Sierbiej Bielyj
Blake z przyzwyczajenia chodził ze słuchawkami Discmana zawieszonymi na szyi. Wystawały bezładnie skryte w lisopodobnym, sztucznym opuchu jego kurtki. Słyszał grającą w nich muzykę. Słyszał jak skończyła się płyta, a maszyna wsłuchiwała się dźwiękiem w świat duchów.
-
Przepraszam. - przerwał niezręczną ciszę przerywaną ogólnikami, obawiając się kierunku, w którym poszedł Mistrz. -
Pozwolę sobie przerwać. Wyjaśnić sytuację. - machnął ręką w geście obojętności. Spojrzenie
Siergieja spotkało się z tym
Aureuliusza. Bezemocyjnie dało znak, iż nie przebył drogi po to, by spokojnie obserwować.
-
Szlachetny Cirnie.. - złożył ręce razem, potem je rozłączył pokazując wewnętrzną część obu dłoni w otwartości. -
Przyznaję, że każde słowo.. - przerwał.
-
..które dobieram, napawa mnie lekką obawą. Chcę zaznaczyć, iż całe życie poznawałem świat duchów, traktują jako drugi dom oraz.. szanuję wilczy lud. Przenigdy, nigdy - - zaznaczył podnosząc brwi -
nie dopuściłbym do siebie myśli, aby cokolwiek stało się dziczy.

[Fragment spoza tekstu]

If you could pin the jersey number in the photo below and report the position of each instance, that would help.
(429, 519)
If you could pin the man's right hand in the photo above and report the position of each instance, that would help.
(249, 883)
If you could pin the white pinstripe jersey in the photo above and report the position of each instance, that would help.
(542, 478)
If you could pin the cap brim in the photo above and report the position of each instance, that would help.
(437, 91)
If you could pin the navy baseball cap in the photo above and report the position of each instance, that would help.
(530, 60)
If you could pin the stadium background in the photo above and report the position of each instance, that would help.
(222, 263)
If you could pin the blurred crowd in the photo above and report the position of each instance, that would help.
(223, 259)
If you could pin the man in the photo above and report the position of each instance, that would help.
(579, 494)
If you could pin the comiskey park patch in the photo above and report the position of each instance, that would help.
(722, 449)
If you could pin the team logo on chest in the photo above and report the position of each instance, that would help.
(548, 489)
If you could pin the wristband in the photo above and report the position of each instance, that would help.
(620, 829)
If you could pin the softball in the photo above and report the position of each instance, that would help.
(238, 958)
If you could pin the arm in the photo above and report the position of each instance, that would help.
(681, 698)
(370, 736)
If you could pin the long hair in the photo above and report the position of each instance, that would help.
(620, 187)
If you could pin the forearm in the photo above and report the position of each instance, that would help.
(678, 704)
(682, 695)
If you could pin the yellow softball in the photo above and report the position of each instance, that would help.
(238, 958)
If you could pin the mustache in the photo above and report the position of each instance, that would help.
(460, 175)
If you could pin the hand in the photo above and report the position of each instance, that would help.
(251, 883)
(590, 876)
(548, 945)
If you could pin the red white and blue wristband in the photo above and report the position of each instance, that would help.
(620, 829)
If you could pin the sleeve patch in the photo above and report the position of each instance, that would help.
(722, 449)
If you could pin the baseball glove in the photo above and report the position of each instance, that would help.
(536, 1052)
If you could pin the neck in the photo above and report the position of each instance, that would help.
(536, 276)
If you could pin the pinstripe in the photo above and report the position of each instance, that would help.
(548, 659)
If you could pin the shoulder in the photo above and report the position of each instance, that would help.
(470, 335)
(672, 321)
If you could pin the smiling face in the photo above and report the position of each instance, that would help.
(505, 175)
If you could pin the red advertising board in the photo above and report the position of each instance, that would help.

Milczał. Mlasknął ostentacyjnie przy cichym westchnieniu, aktorsko wykazując załamanie jakimś faktem.
-
Pragnę jednak zaznaczyć Cirnie, iż toczy się wojna. - posturę i twarz miał nieruchomą, lecz oczy w tym momencie punktowo spotkały się z każdym Garou. -
I ona po nas przyjdzie, jeśli spróbujemy się od niej wywinąć, ukrywać. Łudzić, że nas nie dotyczy.
-
Kiedy my kryjemy się tutaj, w dziczy, poróżnieni, to tam, w mieście spoczywa zagrożenie. Znacznie większe, niż wygląda. Jesteśmy polowani. Obława na nas. Na pradawny lud Garou. I na nas, oświeconych, którzy poszukujemy własnej drogi w świecie, a także bardzo często popełniamy błędy. - przerwał na chwilę. -
Straszne błędy. Nigdy jednak...
-
...nie chcielibyśmy mieć pośród Was wroga. Nigdy, nie chcielibyśmy ranić Gaji, choć wiem, że są wśród Przebudzonych tacy, którzy zadają wiele ran Tellurii, cyklowi. Możemy jedynie błagać o przebaczenie za te zagubione dusze, sami zaś poszukując mądrości i przychylności waszego ludu. Oraz duchów.
Widział je wszędzie. Kamień gryzł swoją istotą. Śnieg otulał ich bezwzględną pieśnią chłodu. Drzewa miały w sobie wciąż tyle energii, by strząsnąć śnieg z ześniadziałych igieł. -
Duchy.. widzę je wokół. Widzę jak opiekują się zarówno wami, jak i nami. Tymi z nas, którzy umieją patrzeć. - podszedł bliżej wilkołaka. Podszedł bliżej, niż sam Mistrz Aureuliusz. -
Wiem, że nie ufacie. Zaufanie.. to najcenniejszy w dzisiejszych czasach skarb. Zapytajcie jednak duchy, jaki składają wobec nas osąd. Są wokół. Ciekawe. Obserwują. Wspierają. Zapytajcie najwyższych arbitrów. Sam oddaję się w ich osąd. Sam pragnę żyć w ich pieśni i mowie. Nauczyły mnie wiele, tak jak nauczyły i was. Niechaj osądzą nas duchy. Są tutaj. Czuję jak wyczuwają nasz ból. Nasze oskarżenia. Nasz gniew.. Czuję jak opłakują nad tym stanem. A jedynie wiatr będzie świszczał, jeśli pozwolimy poddać się konfliktowi, szałowi.
-
Niechaj one przemówią.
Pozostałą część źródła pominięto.